YouTube Takes AI Search

YouTube has become increasingly focused on AI visibility strategies, prompting marketing leaders to shift efforts to video content.
Data worth paying attention to
In 2025, BrightEdge data showed that YouTube appears in 29.5% of AI overviews on average, slow sources like Reddit, which many brands have prioritized as their main way to influence LLM results.
That influence is already growing rapidly. When we recently assessed the presence of AI for a business client, YouTube was named as the primary source for nearly 60% of their branded queries, reinforcing that AI systems are highly dependent on video content.
This marks a logical change. In the past year, marketing teams have focused more on user-generated reviews and platform content to influence AI responses. Now, video content, especially on YouTube, is emerging as a key driver. I recently spoke with Digiday about this change and what it means for products.
Why YouTube, and why now
The reason YouTube is so valuable for LLMs is because of the structure. Unlike most social media platforms, most content within YouTube is machine-readable. Transcripts, metadata, chapters, timestamps, descriptions: all give LLMs a clean, organized text to extract and cite.
This is an important distinction that most marketers miss. LLMs do not “watch” your videos. They read them. Specifically, they read scriptures. That means words are spoken on video like they never did when YouTube was a spectator sport. Every sentence in a video script is now a source of AI-generated feedback.
That changes the calculus. A plain, non-scripted video may generate strong view counts but offers very little LLMs to cite. A well-structured, information-dense video with clear answers to common questions gives them something concrete to work with. Engagement still matters: view time, likes, and comments all influence how LLMs evaluate authority and relevance. But without a clear, well-defined script underneath, that engagement won’t translate into AI visibility.
Scripts Have Become Strategic Search Assets
Because LLMs successfully import transcripts, we use techniques that prioritize natural language development of video scripts and technical metadata. This is not about keyword typing or gaming the system. It is about being intentional about how information is structured and delivered; making sure that brand names, product identifiers, and specific use cases are clearly defined rather than visually implied.
We also analyze our competitors’ embedded texts from YouTube content, which we visualize in a 3D map. This allows us to see similarities and distributions between our competitor’s content, current content, and potential content ideas.
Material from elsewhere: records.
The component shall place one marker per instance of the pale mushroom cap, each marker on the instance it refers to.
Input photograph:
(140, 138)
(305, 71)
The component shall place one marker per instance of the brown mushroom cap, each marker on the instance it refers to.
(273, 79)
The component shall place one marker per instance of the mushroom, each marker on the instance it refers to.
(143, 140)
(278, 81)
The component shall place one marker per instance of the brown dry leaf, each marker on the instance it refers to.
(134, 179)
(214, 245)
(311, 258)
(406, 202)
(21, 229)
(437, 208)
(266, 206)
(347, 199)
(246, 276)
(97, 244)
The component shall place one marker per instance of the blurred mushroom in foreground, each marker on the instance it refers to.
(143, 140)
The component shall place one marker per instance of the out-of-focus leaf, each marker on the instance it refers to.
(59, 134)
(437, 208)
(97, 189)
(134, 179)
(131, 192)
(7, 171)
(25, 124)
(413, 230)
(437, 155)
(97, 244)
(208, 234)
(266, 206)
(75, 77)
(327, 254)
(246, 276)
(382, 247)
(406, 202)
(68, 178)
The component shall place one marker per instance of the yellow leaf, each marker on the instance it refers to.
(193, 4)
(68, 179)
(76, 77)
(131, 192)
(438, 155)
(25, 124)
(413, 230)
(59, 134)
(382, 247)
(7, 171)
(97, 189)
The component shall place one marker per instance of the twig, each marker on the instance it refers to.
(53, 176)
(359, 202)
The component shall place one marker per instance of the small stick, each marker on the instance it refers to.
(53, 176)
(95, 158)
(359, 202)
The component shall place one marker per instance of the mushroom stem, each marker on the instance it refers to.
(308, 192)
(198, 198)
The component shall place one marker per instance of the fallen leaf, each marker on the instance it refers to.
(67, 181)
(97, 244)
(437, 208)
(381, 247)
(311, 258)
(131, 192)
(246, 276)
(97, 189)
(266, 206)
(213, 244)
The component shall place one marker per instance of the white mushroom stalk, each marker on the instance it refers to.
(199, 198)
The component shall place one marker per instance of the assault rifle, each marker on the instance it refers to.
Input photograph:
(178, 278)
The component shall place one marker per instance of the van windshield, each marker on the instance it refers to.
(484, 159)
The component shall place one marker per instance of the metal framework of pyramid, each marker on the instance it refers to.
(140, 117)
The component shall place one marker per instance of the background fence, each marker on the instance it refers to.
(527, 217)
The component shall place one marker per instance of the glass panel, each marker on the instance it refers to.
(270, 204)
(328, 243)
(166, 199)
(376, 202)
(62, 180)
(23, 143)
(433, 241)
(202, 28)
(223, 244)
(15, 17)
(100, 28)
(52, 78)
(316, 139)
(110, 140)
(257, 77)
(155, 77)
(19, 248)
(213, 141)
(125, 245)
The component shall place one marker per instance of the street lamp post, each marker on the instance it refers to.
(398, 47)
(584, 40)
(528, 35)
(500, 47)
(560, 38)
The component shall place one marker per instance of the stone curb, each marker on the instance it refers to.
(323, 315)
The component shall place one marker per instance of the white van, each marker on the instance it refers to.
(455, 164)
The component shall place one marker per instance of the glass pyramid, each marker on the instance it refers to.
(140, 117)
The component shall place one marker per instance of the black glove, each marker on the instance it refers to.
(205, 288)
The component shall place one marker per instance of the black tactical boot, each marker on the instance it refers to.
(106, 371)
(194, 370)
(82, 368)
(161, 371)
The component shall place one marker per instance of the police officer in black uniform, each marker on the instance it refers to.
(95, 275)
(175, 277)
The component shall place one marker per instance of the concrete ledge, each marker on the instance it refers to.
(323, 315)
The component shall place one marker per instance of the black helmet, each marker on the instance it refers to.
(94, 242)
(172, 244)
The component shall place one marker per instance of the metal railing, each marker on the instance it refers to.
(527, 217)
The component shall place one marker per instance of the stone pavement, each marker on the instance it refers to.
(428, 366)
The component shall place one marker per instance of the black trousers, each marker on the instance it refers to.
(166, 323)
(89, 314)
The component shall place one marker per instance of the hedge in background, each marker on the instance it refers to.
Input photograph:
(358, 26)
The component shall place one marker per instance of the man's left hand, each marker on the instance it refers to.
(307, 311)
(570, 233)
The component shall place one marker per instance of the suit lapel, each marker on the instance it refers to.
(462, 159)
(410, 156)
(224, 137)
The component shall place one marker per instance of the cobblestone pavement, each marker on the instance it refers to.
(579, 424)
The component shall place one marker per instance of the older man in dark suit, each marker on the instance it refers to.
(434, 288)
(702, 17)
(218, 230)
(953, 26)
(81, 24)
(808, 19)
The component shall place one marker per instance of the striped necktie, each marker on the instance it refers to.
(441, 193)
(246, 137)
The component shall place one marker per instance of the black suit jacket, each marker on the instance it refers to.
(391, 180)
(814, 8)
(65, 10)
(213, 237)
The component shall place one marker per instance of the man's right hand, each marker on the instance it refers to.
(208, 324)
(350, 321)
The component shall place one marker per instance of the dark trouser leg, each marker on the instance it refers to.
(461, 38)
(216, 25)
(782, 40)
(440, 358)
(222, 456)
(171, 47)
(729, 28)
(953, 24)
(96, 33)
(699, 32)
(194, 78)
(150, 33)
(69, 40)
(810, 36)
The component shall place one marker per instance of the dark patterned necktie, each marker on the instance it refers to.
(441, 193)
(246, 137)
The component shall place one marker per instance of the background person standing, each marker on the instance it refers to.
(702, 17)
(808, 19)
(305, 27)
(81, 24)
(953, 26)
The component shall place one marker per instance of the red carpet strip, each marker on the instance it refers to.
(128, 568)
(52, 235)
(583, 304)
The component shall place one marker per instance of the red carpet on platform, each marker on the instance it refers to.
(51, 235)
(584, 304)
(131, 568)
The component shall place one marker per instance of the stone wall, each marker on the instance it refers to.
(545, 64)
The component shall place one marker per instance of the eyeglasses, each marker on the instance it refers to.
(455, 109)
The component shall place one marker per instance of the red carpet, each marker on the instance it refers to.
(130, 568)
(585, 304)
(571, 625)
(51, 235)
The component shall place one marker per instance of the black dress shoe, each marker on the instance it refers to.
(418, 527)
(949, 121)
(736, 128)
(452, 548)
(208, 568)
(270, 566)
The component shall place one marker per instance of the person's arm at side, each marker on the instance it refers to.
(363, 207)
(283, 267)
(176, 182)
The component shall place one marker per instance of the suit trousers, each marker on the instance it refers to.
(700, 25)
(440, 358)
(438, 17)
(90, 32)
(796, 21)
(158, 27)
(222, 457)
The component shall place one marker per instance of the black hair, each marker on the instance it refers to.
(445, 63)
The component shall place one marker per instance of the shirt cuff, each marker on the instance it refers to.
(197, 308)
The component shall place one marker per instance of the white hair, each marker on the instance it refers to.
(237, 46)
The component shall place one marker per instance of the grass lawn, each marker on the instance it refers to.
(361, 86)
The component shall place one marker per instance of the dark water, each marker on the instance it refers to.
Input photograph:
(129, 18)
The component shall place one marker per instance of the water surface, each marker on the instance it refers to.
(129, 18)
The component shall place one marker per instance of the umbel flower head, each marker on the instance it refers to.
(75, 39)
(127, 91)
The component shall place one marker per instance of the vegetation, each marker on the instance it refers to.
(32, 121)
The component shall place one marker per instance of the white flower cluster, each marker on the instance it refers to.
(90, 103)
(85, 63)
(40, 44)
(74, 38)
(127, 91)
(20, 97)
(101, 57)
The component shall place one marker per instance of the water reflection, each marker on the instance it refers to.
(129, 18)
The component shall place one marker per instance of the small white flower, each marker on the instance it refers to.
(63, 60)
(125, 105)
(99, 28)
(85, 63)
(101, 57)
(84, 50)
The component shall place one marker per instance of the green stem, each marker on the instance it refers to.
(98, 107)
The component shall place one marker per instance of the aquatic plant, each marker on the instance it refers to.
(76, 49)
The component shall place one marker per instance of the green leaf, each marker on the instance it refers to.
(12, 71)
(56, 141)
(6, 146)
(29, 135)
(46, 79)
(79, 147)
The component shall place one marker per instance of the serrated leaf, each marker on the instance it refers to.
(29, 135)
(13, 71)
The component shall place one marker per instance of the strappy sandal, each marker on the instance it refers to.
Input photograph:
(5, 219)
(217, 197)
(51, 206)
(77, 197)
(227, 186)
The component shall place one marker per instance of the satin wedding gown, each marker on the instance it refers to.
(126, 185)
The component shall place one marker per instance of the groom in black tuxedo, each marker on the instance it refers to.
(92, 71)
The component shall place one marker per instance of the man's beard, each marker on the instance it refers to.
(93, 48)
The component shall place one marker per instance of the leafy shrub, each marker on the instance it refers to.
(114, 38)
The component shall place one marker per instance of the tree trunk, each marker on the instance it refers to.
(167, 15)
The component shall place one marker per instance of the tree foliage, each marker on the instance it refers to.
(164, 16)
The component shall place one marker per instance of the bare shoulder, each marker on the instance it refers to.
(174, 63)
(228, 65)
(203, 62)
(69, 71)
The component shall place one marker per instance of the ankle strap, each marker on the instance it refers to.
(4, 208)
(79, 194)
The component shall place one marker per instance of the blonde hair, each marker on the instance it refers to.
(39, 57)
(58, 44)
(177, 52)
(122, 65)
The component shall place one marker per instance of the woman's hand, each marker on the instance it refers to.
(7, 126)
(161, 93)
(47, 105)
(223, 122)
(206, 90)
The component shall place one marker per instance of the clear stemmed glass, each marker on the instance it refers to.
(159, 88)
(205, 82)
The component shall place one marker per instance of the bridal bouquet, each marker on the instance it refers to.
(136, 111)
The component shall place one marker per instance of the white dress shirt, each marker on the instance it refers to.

It’s a way to identify where there are gaps in the information space that a product can fill, and where competitors already have the writing layer.
Practical implication: brands should build their YouTube presence with a variety of videos that cover different angles, use cases, and questions related to their category. The goal is not just to be seen. It ensures that when an LLM goes looking for information about your product or space, they find your content, read your transcript, and cite your product.
Content Creators Now Contribute to Long Term Search Visibility
This is where it gets interesting for brands investing in influencer and creator partnerships on YouTube.
LLM browsers filter standard ad units. A pre-roll ad will have no effect on what ChatGPT tells someone about your product. But they rely heavily on live narration within the video transcript. And because brand partnerships within a creator’s video don’t appear in the video’s metadata, there’s a real chance that creator content talking about your brand can be accessed and cited by LLMs as creative content.
The good news for the SEO world is that a brand partnership or sponsored video creator is no longer just a social media strategy. It is now a strategic SEO asset.
This reframes the entire value proposition of YouTube’s creator partnership. We advise clients to treat creators’ documents as searchable copy and embed key product identifiers in the language creators use when discussing their products. Not in a heavy-handed way that undermines the author’s authenticity, but with enough clarity that LLMs can extract important, causal information from that text.
A creator who says “I’ve been using this for a few weeks and really like it” is very important to LLM. The creator of “I was using [Brand X]’s [specific product] for [specific use case] and here’s what I found” gives the LLM something concrete to work with. That specificity is what turns the creator’s claim into an AI quote.
An important point
YouTube’s strategy can no longer be limited to social or product groups. It needs to be part of the AI visibility conversation, sitting alongside traditional SEO, earned media, and review platforms.
The products that go first here will have a combined profit. AI models are trained on the content available today. The transcripts and metadata products posted on YouTube now will change the way LLMs are represented for months and years to come.